IF, like me, you are not impressed by the hogwash being pushed by promoters of freeports, “green” or otherwise, then you ain’t seen nothing yet.

The latest wheeze from neo-liberal think tanks and other corporate interest groups is to establish charter cities. These represent a huge threat to our whole way of life and to our democracy.

What are charter cities? They are privately owned and operated cities where everything from health care, education and the police force to the legislature and the judicial system are not controlled by the state but by a private corporation accountable only to itself. The corporation sets the rules and enforces them with its privately owned judicial system.
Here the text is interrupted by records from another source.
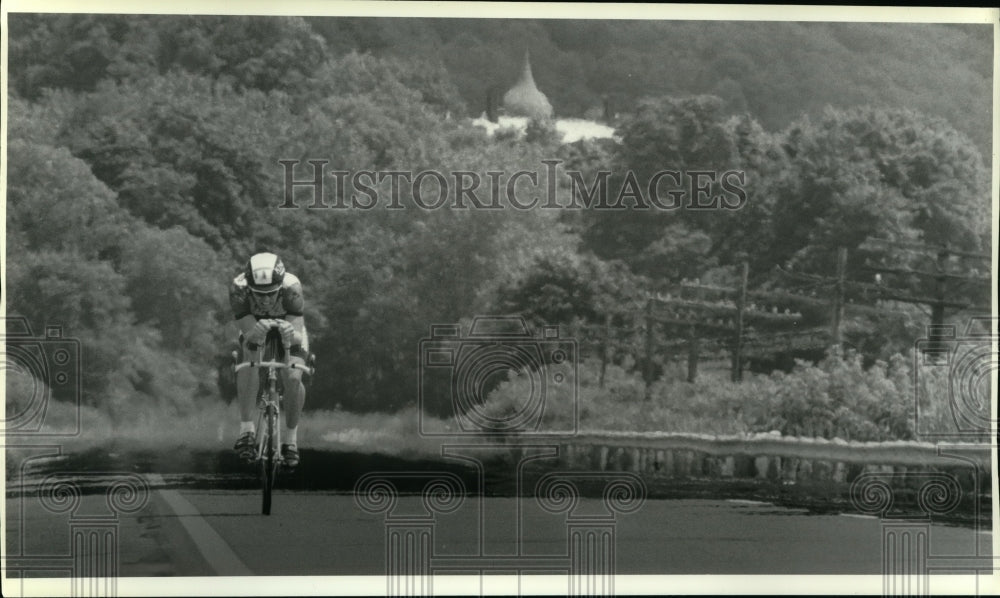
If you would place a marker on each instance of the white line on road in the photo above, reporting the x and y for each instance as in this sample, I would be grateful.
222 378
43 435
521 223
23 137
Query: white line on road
213 548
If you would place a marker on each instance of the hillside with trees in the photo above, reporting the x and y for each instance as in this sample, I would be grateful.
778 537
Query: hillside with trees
143 169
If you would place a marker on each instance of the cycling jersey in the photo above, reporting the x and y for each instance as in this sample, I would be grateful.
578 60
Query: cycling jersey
289 303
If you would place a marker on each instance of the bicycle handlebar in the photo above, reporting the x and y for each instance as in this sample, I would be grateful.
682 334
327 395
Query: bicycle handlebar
280 365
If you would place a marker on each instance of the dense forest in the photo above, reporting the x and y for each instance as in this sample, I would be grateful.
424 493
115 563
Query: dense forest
143 169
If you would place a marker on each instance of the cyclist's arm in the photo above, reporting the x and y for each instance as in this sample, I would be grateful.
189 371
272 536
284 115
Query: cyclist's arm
239 302
246 324
294 304
299 323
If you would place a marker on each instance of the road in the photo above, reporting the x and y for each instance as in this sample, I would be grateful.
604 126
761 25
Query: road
210 525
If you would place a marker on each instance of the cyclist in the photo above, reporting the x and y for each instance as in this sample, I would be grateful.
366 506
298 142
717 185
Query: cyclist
262 296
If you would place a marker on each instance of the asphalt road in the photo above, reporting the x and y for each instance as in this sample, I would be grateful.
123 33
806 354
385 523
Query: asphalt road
209 524
185 531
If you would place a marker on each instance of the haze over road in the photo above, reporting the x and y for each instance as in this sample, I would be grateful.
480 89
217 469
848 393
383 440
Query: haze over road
195 530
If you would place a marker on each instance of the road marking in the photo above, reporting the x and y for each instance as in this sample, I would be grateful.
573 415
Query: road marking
213 548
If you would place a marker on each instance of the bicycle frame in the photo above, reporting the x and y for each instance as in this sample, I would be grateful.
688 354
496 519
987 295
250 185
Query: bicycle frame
268 457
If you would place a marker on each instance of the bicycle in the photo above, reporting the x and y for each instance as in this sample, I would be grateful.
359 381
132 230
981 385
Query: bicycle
272 356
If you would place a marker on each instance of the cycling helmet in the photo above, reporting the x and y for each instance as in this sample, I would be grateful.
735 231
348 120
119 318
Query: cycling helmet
264 273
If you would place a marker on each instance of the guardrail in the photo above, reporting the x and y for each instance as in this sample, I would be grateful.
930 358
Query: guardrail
767 456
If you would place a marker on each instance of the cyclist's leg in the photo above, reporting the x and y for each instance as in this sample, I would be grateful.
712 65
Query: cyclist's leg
295 391
247 385
295 396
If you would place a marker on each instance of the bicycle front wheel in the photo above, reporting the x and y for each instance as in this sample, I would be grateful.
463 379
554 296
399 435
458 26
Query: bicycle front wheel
269 459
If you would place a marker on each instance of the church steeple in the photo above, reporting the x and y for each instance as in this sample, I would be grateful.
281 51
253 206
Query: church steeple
524 98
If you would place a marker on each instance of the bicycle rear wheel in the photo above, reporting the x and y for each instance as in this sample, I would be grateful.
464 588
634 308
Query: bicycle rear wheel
269 459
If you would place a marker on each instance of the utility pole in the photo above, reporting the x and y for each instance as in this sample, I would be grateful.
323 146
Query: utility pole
606 353
648 369
838 298
694 349
741 302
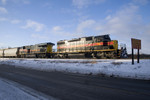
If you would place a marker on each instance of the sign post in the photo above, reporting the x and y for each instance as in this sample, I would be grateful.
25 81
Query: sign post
136 44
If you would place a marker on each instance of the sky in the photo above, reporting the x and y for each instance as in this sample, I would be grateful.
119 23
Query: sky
28 22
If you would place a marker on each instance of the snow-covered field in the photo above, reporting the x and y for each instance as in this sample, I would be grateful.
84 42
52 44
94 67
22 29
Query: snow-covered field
109 67
13 91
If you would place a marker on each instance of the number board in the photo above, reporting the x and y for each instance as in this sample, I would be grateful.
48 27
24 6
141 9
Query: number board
136 43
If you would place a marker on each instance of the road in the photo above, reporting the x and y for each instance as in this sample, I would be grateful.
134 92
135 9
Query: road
67 86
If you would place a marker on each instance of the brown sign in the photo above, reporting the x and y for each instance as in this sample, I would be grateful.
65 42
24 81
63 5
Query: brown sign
136 43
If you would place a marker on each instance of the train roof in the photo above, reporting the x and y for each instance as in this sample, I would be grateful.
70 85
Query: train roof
78 39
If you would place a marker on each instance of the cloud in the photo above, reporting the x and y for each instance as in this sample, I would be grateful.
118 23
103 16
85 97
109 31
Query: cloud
125 24
3 10
3 2
15 21
85 24
85 3
56 28
140 2
34 25
39 36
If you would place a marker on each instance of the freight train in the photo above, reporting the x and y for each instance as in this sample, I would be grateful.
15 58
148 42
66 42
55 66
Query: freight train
90 47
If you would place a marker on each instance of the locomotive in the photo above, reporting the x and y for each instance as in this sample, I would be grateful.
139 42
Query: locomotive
90 47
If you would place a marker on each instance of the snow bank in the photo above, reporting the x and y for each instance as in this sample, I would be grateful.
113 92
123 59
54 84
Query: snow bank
115 67
13 91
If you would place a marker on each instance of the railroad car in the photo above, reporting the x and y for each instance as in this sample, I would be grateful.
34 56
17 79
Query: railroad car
1 53
90 47
93 46
42 50
11 52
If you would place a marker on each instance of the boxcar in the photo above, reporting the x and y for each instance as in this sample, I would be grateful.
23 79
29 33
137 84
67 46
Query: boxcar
11 52
93 46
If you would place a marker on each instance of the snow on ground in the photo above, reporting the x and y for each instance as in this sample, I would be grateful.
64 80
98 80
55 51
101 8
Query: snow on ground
13 91
110 67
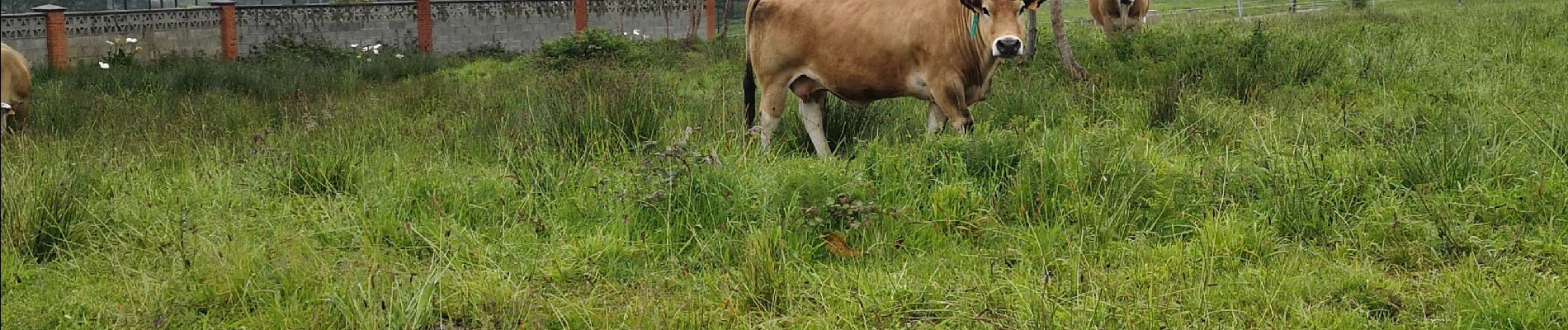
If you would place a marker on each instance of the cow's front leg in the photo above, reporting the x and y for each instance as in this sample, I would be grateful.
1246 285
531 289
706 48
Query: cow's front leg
951 97
933 118
811 118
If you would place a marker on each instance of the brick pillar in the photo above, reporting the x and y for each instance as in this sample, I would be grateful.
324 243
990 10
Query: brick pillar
55 35
580 13
427 36
229 27
712 19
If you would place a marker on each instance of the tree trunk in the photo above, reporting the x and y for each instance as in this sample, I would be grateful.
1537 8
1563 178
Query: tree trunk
1060 35
1034 35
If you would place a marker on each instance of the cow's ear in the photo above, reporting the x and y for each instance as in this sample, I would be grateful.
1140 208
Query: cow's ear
972 5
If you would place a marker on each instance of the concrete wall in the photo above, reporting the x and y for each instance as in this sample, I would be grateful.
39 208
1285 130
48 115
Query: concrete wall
26 33
513 26
388 22
157 31
455 26
653 17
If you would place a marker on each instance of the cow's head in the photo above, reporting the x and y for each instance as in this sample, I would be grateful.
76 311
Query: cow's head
1003 24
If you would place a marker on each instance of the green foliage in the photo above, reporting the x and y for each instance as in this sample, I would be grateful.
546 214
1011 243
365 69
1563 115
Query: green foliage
585 45
1400 167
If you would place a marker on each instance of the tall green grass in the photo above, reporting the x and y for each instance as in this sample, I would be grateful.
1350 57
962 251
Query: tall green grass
1391 167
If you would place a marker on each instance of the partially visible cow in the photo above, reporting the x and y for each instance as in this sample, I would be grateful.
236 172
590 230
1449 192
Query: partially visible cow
864 50
16 87
1113 16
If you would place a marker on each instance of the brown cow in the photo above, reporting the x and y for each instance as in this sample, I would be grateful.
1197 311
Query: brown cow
1118 15
864 50
16 85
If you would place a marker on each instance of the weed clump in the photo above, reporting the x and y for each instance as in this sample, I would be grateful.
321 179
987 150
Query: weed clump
585 45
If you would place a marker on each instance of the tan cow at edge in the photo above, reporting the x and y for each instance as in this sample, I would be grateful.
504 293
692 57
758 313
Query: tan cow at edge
864 50
1113 16
16 85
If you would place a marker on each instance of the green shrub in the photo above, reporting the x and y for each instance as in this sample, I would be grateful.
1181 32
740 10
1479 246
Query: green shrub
583 45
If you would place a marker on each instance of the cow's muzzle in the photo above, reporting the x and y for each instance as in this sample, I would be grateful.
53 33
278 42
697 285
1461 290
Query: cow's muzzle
1007 47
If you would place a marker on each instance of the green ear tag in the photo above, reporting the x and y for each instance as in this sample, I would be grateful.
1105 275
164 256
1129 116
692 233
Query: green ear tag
974 26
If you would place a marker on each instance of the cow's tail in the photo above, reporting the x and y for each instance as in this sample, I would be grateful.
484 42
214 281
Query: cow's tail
750 88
“Don’t be daft. It couldn’t happen here,” you will say, but think again. As you would expect, the idea comes from the USA where it is being pushed by the Heritage Foundation, Charles Koch and hedge-fund guru Robert Mercer, all billionaires or pressure groups for billionaires.

Enthusiastic support in the UK comes from the usual suspects, the free market think tanks like the Institute for Economic Affairs (IEA), the Adam Smith Institute and the Taxpayers’ Alliance (TA).

The IEA had 14 members of Johnson’s first Cabinet while Matthew Elliott of the TA was the CEO of the Leave campaign. Remember the drive to leave the EU was to get away from the regulations it insisted upon to protect citizens and from international law. Sunak is a keen disciple and was spearheading the charter cities plan for the UK.

As with freeports, proponents claim charter cities will create huge economic growth (is that really what a world threatened by climate change needs?) and reduce poverty but there is little evidence to support this claim. On the contrary, there is plenty of evidence about the exploitation and corruption that actually follows. For example, we know already that freeports will lead to an erosion of workers’ rights and environmental protections.

In Honduras, billionaire money helped to set up a corporation city called Prospera. Then the neighbouring town of Crawfish Rock had its water supply connected to Prospera’s.

A dispute followed and the residents of Crawfish were threatened with having their water supply cut off and they were further enraged at the lack of transparency over plans for future acquisition of land. The outcry which followed led to a new Honduran government being elected – a government which repealed the legislation which had permitted Prospera in the first place.

We know already that the austerity policies pursued by the Tories for most of the last 12 years were inspired by a desire to shrink the state but also to run down the services we expect the state to provide so that we are more amenable to the notion that privatisation will somehow make things better.

These policies are demanded by the mega rich, who through their party donations now effectively have control as even Conservative journalist Peter Oborne has noted. Charter cities would simply accelerate that process further.

Charter cities are essentially a ploy to enrich the rich even further and increase inequality for the rest of us. American billionaire Peter Thiel, a key financier of the Trump campaign, sees them as a route to replacing the US Government with corporate power.

It is ironic that the libertarians and free marketeers who are the loudest supporters of deregulation should want to replace what we have with a system which would control our lives ever more tightly.